Recent census reports are showing that the recession is not only hurting retail businesses and luxury consumer goods and services; the lack of money is also preventing people from moving to a new home. While some people are still moving, generally away from expensive homes that they can no longer afford, others who would have moved under other circumstances are staying put longer and putting off the need to relocate. Furthermore, those who are relocating are finding out that moving things on their own is cheaper than trying to get moving quotes that fall into their very limited budget. Combined, all of this has created a distinct pattern that shows how many people simply are choosing to remain where they are instead of finding a new home throughout this time of economic downturn.
So Much Uncertainty
At a time when there is so much uncertainty plaguing us, it is impossible to get people to look only at the bright side of things. Instead of thinking about the future money that could be saved by moving closer to the city, people are choosing to remain where they are in order to save that cash right now. The global mindset is shifting from one where people were willing to set aside things now for things in the future, but because there is no telling when the economy might pick back up, people are viewing it as better and safer to keep things in their pocket where they are readily accessible rather than investing things. While this might seem like a logical mindset, the result is an even deeper slide of the overall economy.
Census Bureau Data
The United State Census Bureau began collecting information about the movement of people around the United States back in 1948. Last year, from 2010 to 2011, was a record year in that only eleven percent of people moved from one place to another throughout the year.
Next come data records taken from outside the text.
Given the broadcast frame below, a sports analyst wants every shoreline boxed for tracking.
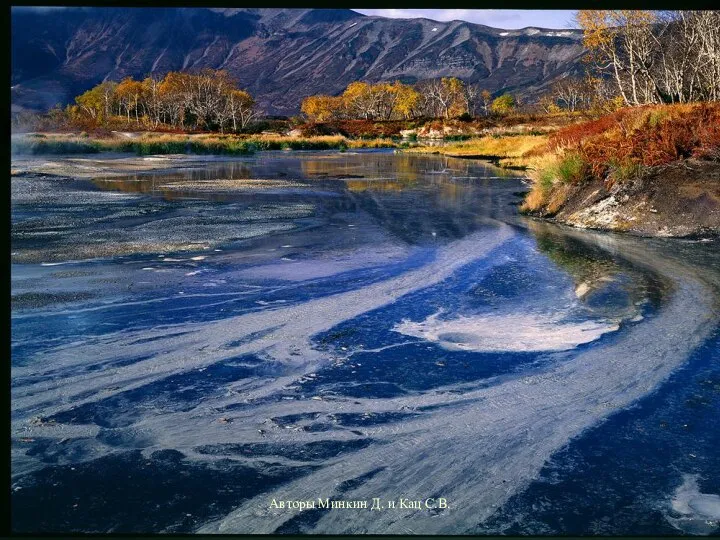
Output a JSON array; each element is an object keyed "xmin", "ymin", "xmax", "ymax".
[
  {"xmin": 520, "ymin": 159, "xmax": 720, "ymax": 239},
  {"xmin": 11, "ymin": 143, "xmax": 720, "ymax": 239}
]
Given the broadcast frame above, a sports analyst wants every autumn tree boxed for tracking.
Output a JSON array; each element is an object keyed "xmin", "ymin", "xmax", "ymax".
[
  {"xmin": 115, "ymin": 77, "xmax": 145, "ymax": 123},
  {"xmin": 159, "ymin": 72, "xmax": 190, "ymax": 129},
  {"xmin": 420, "ymin": 77, "xmax": 466, "ymax": 118},
  {"xmin": 301, "ymin": 95, "xmax": 344, "ymax": 122},
  {"xmin": 75, "ymin": 81, "xmax": 117, "ymax": 123},
  {"xmin": 392, "ymin": 82, "xmax": 421, "ymax": 119},
  {"xmin": 461, "ymin": 83, "xmax": 484, "ymax": 117},
  {"xmin": 69, "ymin": 69, "xmax": 256, "ymax": 132},
  {"xmin": 372, "ymin": 83, "xmax": 401, "ymax": 120},
  {"xmin": 302, "ymin": 81, "xmax": 425, "ymax": 121},
  {"xmin": 479, "ymin": 90, "xmax": 493, "ymax": 116},
  {"xmin": 550, "ymin": 76, "xmax": 596, "ymax": 112},
  {"xmin": 225, "ymin": 90, "xmax": 255, "ymax": 131},
  {"xmin": 538, "ymin": 94, "xmax": 561, "ymax": 114},
  {"xmin": 577, "ymin": 10, "xmax": 720, "ymax": 105},
  {"xmin": 490, "ymin": 94, "xmax": 516, "ymax": 115},
  {"xmin": 342, "ymin": 82, "xmax": 396, "ymax": 120}
]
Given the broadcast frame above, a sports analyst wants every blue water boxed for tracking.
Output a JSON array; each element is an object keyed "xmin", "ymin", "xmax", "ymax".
[{"xmin": 10, "ymin": 151, "xmax": 720, "ymax": 533}]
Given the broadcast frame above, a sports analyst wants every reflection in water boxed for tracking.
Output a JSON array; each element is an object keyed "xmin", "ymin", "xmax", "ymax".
[
  {"xmin": 528, "ymin": 221, "xmax": 667, "ymax": 320},
  {"xmin": 10, "ymin": 151, "xmax": 720, "ymax": 534}
]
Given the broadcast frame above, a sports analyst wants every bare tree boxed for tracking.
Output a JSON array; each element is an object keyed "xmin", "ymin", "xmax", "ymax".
[
  {"xmin": 578, "ymin": 10, "xmax": 720, "ymax": 106},
  {"xmin": 461, "ymin": 83, "xmax": 483, "ymax": 117}
]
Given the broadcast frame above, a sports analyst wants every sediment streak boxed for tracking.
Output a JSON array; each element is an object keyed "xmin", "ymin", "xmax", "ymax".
[
  {"xmin": 197, "ymin": 231, "xmax": 716, "ymax": 534},
  {"xmin": 11, "ymin": 221, "xmax": 513, "ymax": 424},
  {"xmin": 11, "ymin": 221, "xmax": 716, "ymax": 534}
]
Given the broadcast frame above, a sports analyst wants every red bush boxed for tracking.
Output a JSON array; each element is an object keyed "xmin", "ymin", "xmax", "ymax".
[{"xmin": 549, "ymin": 103, "xmax": 720, "ymax": 177}]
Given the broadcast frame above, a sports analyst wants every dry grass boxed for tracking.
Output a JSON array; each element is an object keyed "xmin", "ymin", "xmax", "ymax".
[
  {"xmin": 521, "ymin": 102, "xmax": 720, "ymax": 215},
  {"xmin": 347, "ymin": 137, "xmax": 402, "ymax": 149},
  {"xmin": 405, "ymin": 134, "xmax": 548, "ymax": 168},
  {"xmin": 11, "ymin": 132, "xmax": 402, "ymax": 155},
  {"xmin": 550, "ymin": 102, "xmax": 720, "ymax": 171}
]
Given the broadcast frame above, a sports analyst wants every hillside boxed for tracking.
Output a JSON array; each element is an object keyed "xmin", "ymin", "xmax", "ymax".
[{"xmin": 11, "ymin": 7, "xmax": 585, "ymax": 115}]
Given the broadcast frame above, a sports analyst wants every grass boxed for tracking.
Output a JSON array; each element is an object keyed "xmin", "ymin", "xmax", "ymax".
[
  {"xmin": 347, "ymin": 137, "xmax": 402, "ymax": 149},
  {"xmin": 11, "ymin": 137, "xmax": 105, "ymax": 154},
  {"xmin": 555, "ymin": 153, "xmax": 589, "ymax": 184},
  {"xmin": 11, "ymin": 132, "xmax": 401, "ymax": 156},
  {"xmin": 519, "ymin": 153, "xmax": 591, "ymax": 214},
  {"xmin": 521, "ymin": 102, "xmax": 720, "ymax": 215},
  {"xmin": 607, "ymin": 158, "xmax": 644, "ymax": 186},
  {"xmin": 404, "ymin": 134, "xmax": 548, "ymax": 167}
]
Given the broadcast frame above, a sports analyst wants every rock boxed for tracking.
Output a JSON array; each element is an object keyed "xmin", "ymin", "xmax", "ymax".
[{"xmin": 575, "ymin": 282, "xmax": 591, "ymax": 298}]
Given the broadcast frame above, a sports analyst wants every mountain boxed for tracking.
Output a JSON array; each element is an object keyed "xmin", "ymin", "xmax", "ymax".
[{"xmin": 11, "ymin": 7, "xmax": 586, "ymax": 115}]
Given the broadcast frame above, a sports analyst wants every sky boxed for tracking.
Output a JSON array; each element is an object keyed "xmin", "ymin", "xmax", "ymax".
[{"xmin": 352, "ymin": 9, "xmax": 579, "ymax": 30}]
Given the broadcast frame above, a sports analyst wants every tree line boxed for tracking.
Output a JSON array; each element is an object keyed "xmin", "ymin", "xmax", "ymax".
[
  {"xmin": 69, "ymin": 69, "xmax": 256, "ymax": 132},
  {"xmin": 578, "ymin": 10, "xmax": 720, "ymax": 105},
  {"xmin": 301, "ymin": 79, "xmax": 517, "ymax": 122}
]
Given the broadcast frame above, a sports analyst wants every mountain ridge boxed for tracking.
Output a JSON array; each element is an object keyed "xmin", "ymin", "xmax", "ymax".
[{"xmin": 11, "ymin": 7, "xmax": 586, "ymax": 115}]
That makes this year the year when the fewest people moved from one home to another. And while some states didn’t see any movement overall, even the larger states suffered. Still, some of the more popular routes continued to be popular, with almost seventy thousand people moving from California to Texas and fifty-five thousand moving from Florida to Georgia.
To Move or Not to Move?
Perhaps the biggest question plaguing consumers these days is the simple ‘to move or not’? While this might seem like an easy to answer question based on the things that are going on around you, there is no telling what other factors an individual might be considering in their coming to an answer. Thankfully, it looks as if the economy is slowly coming around, but we won’t know much more until 2012 has more time to take hold. In the end, choosing to make the move can often pay off in the long run, so be careful before you write off the option as being too expensive for the time being. You might be thankful that you took the plunge rather than waiting around for a better time in which to do so.